Up to now non-vaccination was favoured by the industry. Recently, however, the poultry industry in both parts of the island indicated that they favoured adoption of a vaccination policy and initiated a widespread debate with all interested parties, including the Departments in both jurisdictions. It was perceived that vaccinated birds were much less at risk from the disease and vaccination reduced the spread of the disease should the birds be challenged by an outbreak. Due to the close North-South trade links any decision taken had to be the same and taken simultaneously. Officials of my Department had various meetings with the relevant officials of the Department of Agriculture for Northern Ireland. Following these discussions, a system of voluntary vaccination has been introduced for the island as a whole.

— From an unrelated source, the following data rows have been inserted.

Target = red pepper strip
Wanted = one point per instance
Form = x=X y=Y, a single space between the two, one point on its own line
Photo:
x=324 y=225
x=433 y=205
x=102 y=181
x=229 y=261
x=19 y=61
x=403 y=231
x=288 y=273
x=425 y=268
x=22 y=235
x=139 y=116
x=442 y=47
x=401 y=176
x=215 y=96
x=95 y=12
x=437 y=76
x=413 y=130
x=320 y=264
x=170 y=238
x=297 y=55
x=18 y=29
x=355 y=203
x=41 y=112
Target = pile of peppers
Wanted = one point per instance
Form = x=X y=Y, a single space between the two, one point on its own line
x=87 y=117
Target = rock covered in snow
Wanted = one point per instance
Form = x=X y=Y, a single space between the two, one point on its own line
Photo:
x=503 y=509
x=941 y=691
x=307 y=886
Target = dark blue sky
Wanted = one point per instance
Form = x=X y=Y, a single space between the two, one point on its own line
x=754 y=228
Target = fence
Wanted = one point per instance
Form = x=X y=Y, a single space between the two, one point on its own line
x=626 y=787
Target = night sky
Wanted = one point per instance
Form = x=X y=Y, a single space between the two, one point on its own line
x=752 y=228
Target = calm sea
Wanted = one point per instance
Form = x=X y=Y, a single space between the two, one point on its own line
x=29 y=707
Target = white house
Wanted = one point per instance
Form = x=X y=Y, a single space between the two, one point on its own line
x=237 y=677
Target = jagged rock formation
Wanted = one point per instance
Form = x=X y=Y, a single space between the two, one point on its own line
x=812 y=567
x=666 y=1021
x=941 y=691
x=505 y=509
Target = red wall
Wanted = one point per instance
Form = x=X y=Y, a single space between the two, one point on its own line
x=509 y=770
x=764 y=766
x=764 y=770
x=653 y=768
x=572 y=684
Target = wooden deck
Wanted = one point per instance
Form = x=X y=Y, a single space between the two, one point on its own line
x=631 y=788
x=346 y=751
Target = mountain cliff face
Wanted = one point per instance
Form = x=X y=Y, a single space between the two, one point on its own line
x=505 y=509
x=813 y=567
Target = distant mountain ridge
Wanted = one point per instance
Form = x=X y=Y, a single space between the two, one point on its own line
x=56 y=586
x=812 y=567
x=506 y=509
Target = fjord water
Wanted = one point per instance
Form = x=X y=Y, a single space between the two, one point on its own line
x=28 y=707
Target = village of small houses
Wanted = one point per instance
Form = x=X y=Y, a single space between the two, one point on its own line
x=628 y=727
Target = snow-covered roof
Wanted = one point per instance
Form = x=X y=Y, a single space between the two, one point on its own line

I stress that it is illegal to use a vaccine which has not been authorised by the Department of Agriculture, Food and Forestry, and to date five vaccines have been authorised. These include both live vaccines and inactivated combination vaccines. Vaccination is voluntary and flock owners should seek advice on their situation from their veterinary adviser. One of the conditions of authorisation is that the vaccine is supplied on prescription only on a request basis by a registered veterinary practitioner to animals under his or her care. The decision to vaccinate will depend on various factors including geographical location, species of poultry, age of birds, genetic level of birds and stage of production. While strategic vaccination of breeding and laying flocks in certain locations may be worthwhile, it must be remembered that vaccination is not a cure-all solution, and it should be emphasised that there are no circumstances in which vaccination can be regarded as an alternative to good management practice, good bio-security and good hygiene practice in poultry farming.

I re-emphasise that to date there have been no outbreaks of Newcastle disease south of the Border. I extend my thanks to our colleagues in the Department of Agriculture for Northern Ireland for their close co-operation and consistent liaison on this and many more subjects. I am pleased we have arrived at an all-Ireland health policy on this matter.